In the latter half of the 1960s, BMW was clearly on a roll. They replaced the Neue Klasse with the 1502, which was developed into the immortal 2002. That car practically invented the sports saloon category, one which BMW would dominate for decades to come. The Neue Klasse Coupé was replaced by the E9 in 1968, a luxury two-door GT which set the standard for what a tasteful executive express should be. The E9 would also find great success on the track when developed into the legendary 3.0 CSL Batmobile. BMW was not content with on-track success, launching themselves into the luxury sphere with the large E3 saloon, a car that would gradually evolve into the 7 series limousine that we still enjoy today.

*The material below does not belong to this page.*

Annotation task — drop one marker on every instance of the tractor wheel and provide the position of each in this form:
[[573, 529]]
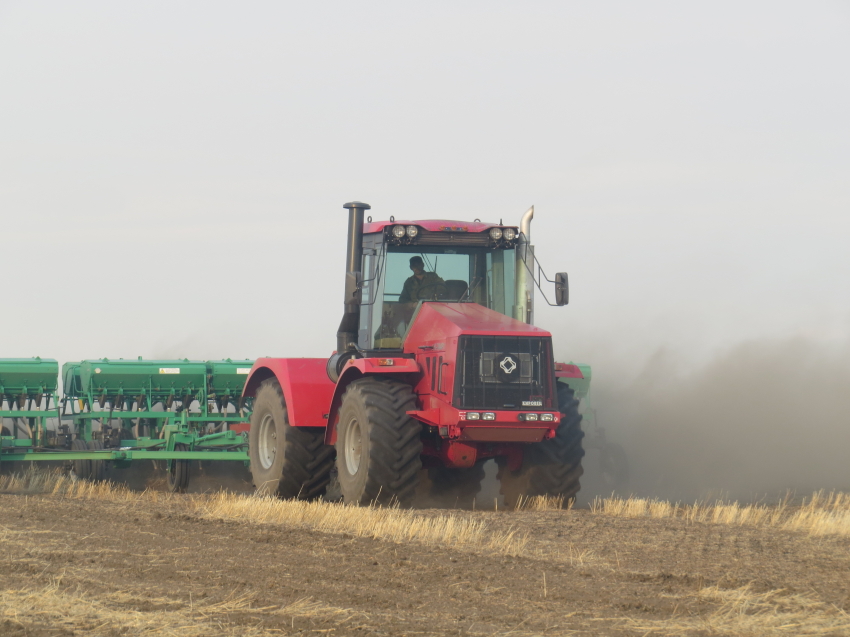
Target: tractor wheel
[[177, 476], [378, 444], [551, 467], [286, 461], [97, 471], [81, 469], [456, 487]]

BMW really kicked it up a gear in the early 1970s, launching a range of new cars and introducing the numerical naming convention that has persisted unmodified to the current day. The E12 5 series of 1972 was BMWs first attempt at a mid-size saloon, the 2002 was replaced by the E21 3 series in 1975, the E9 was replaced by the E24 6 series in 1976 and the E3 was replaced by the E23 7 series in 1977.
In 1978 BMW made their first attempt at a full-blown supercar with the M1, designed to take on the best that Ferrari and Lamborghini had to offer. It was plagued by production delays and was a commercial failure, but the 453 cars built did an immeasurable amount to build the BMW brand. 1979 saw the first production car from BMW Motorsport, the M535i version of the E12 5 series, which featured a more powerful straight-six engine, a Getrag close ratio gearbox, a limited slip differential, bigger brakes, Recaro seats, BBS wheels and a special Motorsport inspired body kit.

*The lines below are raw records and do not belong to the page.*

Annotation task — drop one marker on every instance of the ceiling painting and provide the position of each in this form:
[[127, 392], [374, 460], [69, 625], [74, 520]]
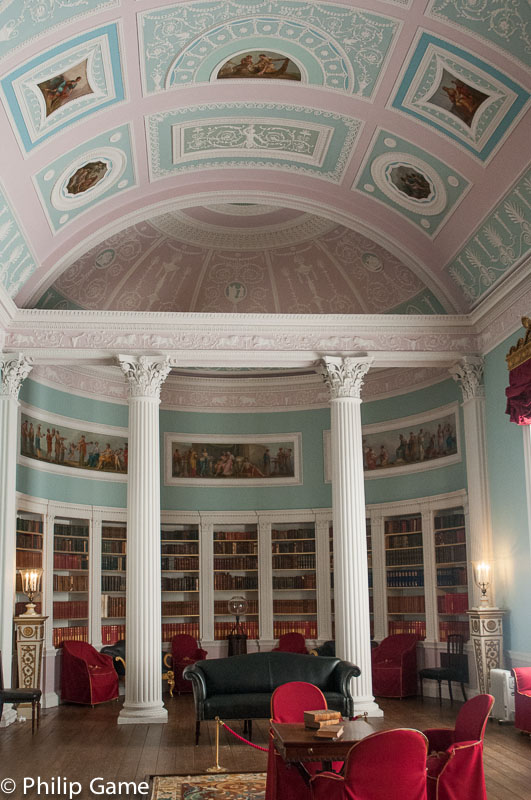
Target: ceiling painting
[[413, 182], [22, 21], [502, 241], [16, 259], [459, 95], [505, 25], [292, 138], [86, 175], [64, 85], [339, 47]]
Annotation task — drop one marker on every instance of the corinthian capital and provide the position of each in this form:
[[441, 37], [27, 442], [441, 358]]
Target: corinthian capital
[[14, 369], [145, 374], [344, 376], [468, 373]]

The 1980s was one of the most important decades for BMW, and it saw the introduction of an entire range of vehicles that would build their reputation for quality Germanic design and cement them as producers of The Ultimate Driving Machine. The 5 series range was boosted in 1981 by the launch of the iconic E28, which would become the base for the first M5 – a true sporting saloon that utilised the supercar motor from the M1.
The E28 5 series was the final car of what we term the Sharknose era. It’s not that BMW’s design aesthetic worsened, far from it. The introduction of the E30 3 series in 1982 and the E34 5 series in 1988 really showed that BMW was looking to the future, as these cars were an insight into what the 1990s would bring. They saw a marked shift to smaller and more upright kidney grilles, use of rigid angles, and increasing use of the latest technology. Park an E28 from 1987 alongside a Neue Klasse from 1962 and you can see the design evolution; add an E34 to the mix and you witness a quantum leap.

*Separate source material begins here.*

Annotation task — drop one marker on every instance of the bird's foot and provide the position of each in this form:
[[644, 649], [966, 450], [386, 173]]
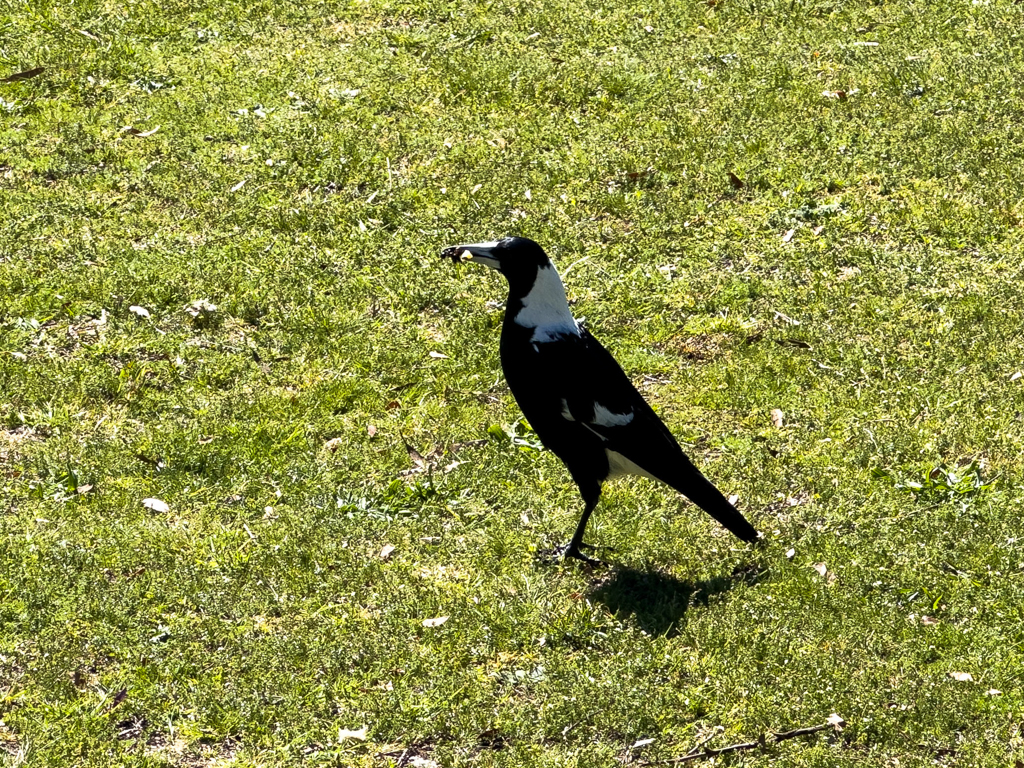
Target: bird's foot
[[594, 547], [551, 556]]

The BMW Car Club GB is hoping to celebrate the era that built modern day BMW with the Sharknose Collection. There will be special events for owners, and an extensive range of products and merchandise available. But more than that, the Sharknose Collection will bring owners of these cars together with the goal of sharing their passion for this era of design.
The Sharknose Collection officially launches at the BMW Car Club’s Southern Concours, on April 8.